Au-delà de la voie diplomatique, des mesures techniques sont également nécessaires pour garantir la sécurité d’approvisionnement de l’Union, notamment en termes d’interconnexions. La Commission a élaboré un plan d’interconnexion prioritaire. Ce plan fixe cinq priorités, parmi lesquelles la nécessité de répertorier les infrastructures manquantes les plus importantes.

Les interconnexions sont une condition importante pour que le marché intérieur de l’énergie fonctionne. Il n’est pas normal qu’aujourd’hui encore certains États membres constituent des îlots énergétiques. En outre, la constitution de stocks stratégiques de gaz, comme il en existe déjà pour le pétrole, est également à l’étude. Des mécanismes de concertation avec les États membres sont déjà en place, comme le Groupe de coordination du gaz ou le groupe d’approvisionnement pétrolier qui ont pu intervenir lors des différends de l’Ukraine et du Belarus avec la Russie.

Est-ce que selon vous les questions énergétiques et environnementales peuvent aujourd’hui être la source d’une relance de la construction européenne du fait de la nécessité, pour les États, de travailler conjointement sur ces problématiques ?

Il est incontestable que les questions énergétiques et environnementales peuvent contribuer à la relance de la construction européenne. Pour autant, il me semble qu’il ne faut pas faire de confusion entre la construction européenne et la nécessité de travailler ensemble.

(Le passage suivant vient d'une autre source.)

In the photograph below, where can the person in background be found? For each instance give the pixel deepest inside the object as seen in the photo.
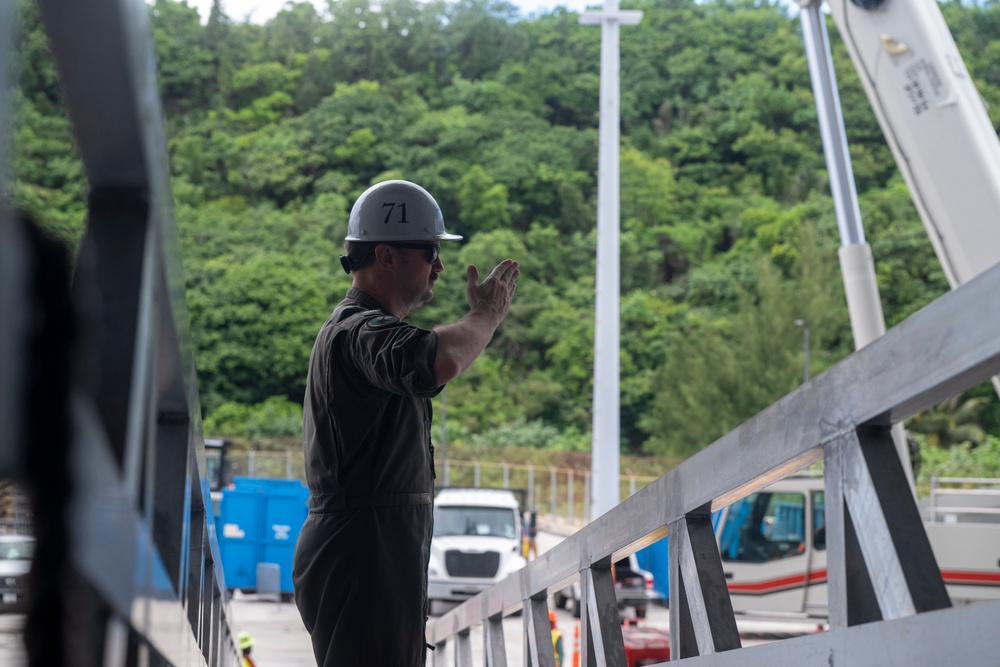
(532, 534)
(556, 639)
(360, 565)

Il ne faut pas perdre de vue en effet que c’est le Conseil européen qui a demandé à la Commission de faire des propositions concrètes tendant à mettre en œuvre une politique européenne de l’énergie. Beaucoup de choses se sont passées au niveau communautaire ces derniers mois bien que le traité constitutionnel soit bloqué depuis maintenant deux ans. Ce blocage est regrettable mais l’Union continue malgré tout d’avancer sur la base des traités actuellement en vigueur qui permettent à l’Union européenne de prendre des mesures.

Les Etats membres sont en effet pleinement conscients que certaines questions ne peuvent être traitées de façon efficace que si l’Union agit d’un commun accord et parle d’une seule voix. J’espère que les prochains mois démontreront cette volonté d’avancer ensemble. Et nous ne pourrons que nous féliciter si, de surcroît, cette coopération dans le domaine de l’énergie au sein des structures actuelles de l’Union a une influence positive pour la construction européenne.

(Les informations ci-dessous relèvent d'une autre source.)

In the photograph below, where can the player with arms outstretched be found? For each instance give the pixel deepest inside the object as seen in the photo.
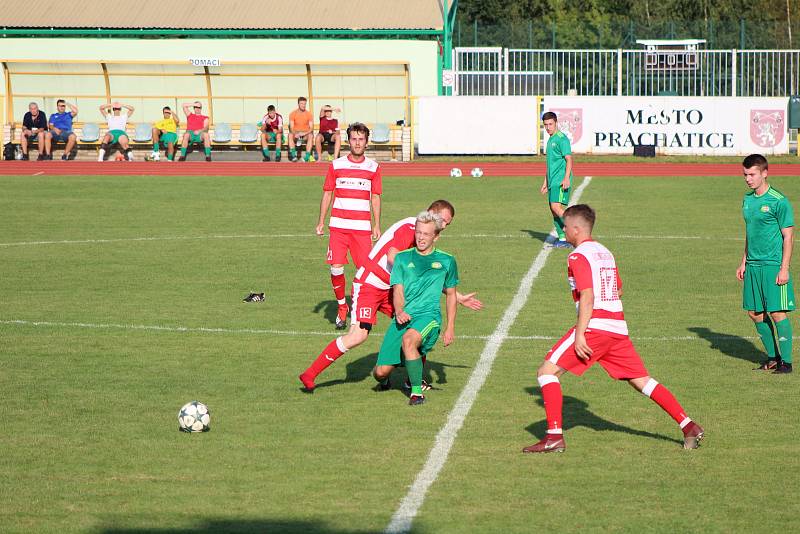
(353, 185)
(372, 292)
(600, 336)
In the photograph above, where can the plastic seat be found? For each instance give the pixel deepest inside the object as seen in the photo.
(143, 133)
(248, 133)
(90, 132)
(222, 133)
(380, 133)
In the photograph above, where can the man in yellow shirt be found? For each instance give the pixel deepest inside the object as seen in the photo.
(301, 130)
(165, 133)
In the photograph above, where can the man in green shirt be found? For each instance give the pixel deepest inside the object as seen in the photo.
(419, 276)
(558, 181)
(768, 293)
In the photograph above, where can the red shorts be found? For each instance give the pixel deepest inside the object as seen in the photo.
(614, 352)
(368, 301)
(339, 243)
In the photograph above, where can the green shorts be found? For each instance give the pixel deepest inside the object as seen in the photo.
(115, 135)
(556, 195)
(167, 138)
(761, 293)
(391, 352)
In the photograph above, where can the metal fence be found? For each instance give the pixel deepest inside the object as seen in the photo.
(515, 72)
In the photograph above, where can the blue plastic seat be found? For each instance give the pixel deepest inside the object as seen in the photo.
(90, 132)
(222, 133)
(248, 133)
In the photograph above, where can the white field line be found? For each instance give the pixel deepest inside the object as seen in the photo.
(296, 236)
(303, 333)
(404, 515)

La première semaine de l’Energie durable s’est tenue du 29 janvier au 2 février. Quel bilan tirez-vous de cette expérience ?

Bien qu’il soit encore trop tôt pour tirer un bilan définitif, nous pourrons déjà dire que cette première semaine a été un vrai succès. En termes de participation, on a frisé l’overbooking : plus de 6000 personnes ont participé à au moins un événement de la semaine, dont plus de 2000 à plusieurs événements. En outre, un bon nombre d’événements ont été diffusés en direct via internet (‘web-streamed’), mais nous n’avons pas encore les données statistiques pour savoir combien de personnes ont suivi la semaine en-ligne. En termes d’impact médiatique, plus d’une centaine de médias ont été présents, mais nous n’avons pas encore l’étude d’impact médiatique permettant d’estimer la diffusion publique.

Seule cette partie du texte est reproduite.